Although the law has reduced waste, it has also caused financial complications. According to Henry J. Neale Jr., a proponent of the original bottle law, the soda and beer distributors were allowed to keep the nickel to defray their costs.

He explains that it was understood when the bill was drafted that there would be a cost of compliance. The cost would be taken up by the person who refuses to recycle.

``The expression was `the slob [who does not recycle] funds the system' and waives his right to get his nickel back,'' says Mr. Neale.

The distributor of beer and soda charges a nickel deposit to the retailer, who adds it on to the final price. Meanwhile, the distributor holding the nickel has been making interest on it. By refusing to take back the containers, the distributor does not have to pay the nickel nor a 1.5 cent handling charge that goes to the retailer who must store the containers.

``Its a windfall to violators at the cost of those who follow the law,'' says Assemblyman G. Oliver Koppell, who drafted the New York bottle law.

That windfall amounts to $80 million annually in unreturned cans and bottles.

The distributors of beer complain about transshipment, which means that beer sold in certain regions set up throughout New York state get trucked into other regions.

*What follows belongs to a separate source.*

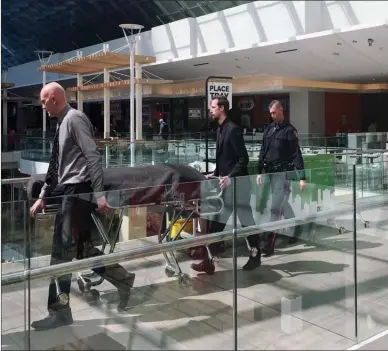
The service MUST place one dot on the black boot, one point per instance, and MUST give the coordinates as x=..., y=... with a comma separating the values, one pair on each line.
x=55, y=319
x=125, y=291
x=254, y=261
x=122, y=280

The containers are stamped with a code giving their origin of distribution. Retailers selling those containers get stuck with them once the customer brings them back. Because the tag on the container does not match their distributor no other distributor will be compensated by the bottler.

``In New York City, distributors live up to it [the law] when its to their benefit. In the mean time, I've got 25 feet of beer cans that cannot be picked up because they were transshipped,'' says Guy Polhemus, executive director of WE CAN, New York City's only redemption center.

``Competition is the nature of transshipping. It keeps the franchise wholesaler owning you,'' says John Yuliano vice president of the Empire State Beer Distributors Association Inc.

Mr. Yuliano, who has been in the beer and soda business for 47 years, feels that a state deposit bank should be set up to hold the 5-cent per can deposit and the handling fee. The state, he says would make the interest.

``This way, even if they redeemed 50 percent, the state would be keeping the deposit and handling fee on $400 million cases,'' says Yuliano.

Retailers often would rather take fines then cans. Regulations in New York state mandate that retailers must take a maximum of 240 containers per day from every person who brings them to a store that sells the brand. The maximum fine for not taking cans is $500 dollars per violation with the average fine being $250.

Francisco Lopez, an Environmental Conservation Officer with the New York State Department of Environmental Conservation, explains that sometimes store owners cut deals with distributors with the condition that they will not take back empties. ``They charge the deposit, but it leaves the customer between a rock and a hard place because no other retailer will get credit for them,'' Mr. Lopez says.

In New York City, stores complain that space is tight. Last year, of the 11,000 complaints from angry consumers received at New York's Department of Environmental Conservation - the state department entrusted to enforce the law - 8,000 faulted bodegas. Bodegas are small grocery stores that make up the majority of food stores in New York City.

The homeless have used the law as a way to survive. In New York City it is common to see people digging in trash cans and lugging plastic bags full of redeemables. Stores like D'Agostinos Inc., a supermarket chain with 24 stores in the New York City area, complain that because of the law the homeless flock to their stores.

``I get constant complaints from my customers. They may be helping themselves, but they are derelicts,'' says Nicholas J. D'Agostino Jr., the company's chief executive officer.

In Mr. Koppell's mind the homeless are volunteer sanitation people. He has suggested to the Moreland Commission that if redemption centers increase the deposit to a dime and increase the handling fee to 3 cents, the law would be more effective.

``The law is not a new idea. When I was a child, bottles had deposits. I thought it was a good idea then and I still do,'' says Koppell.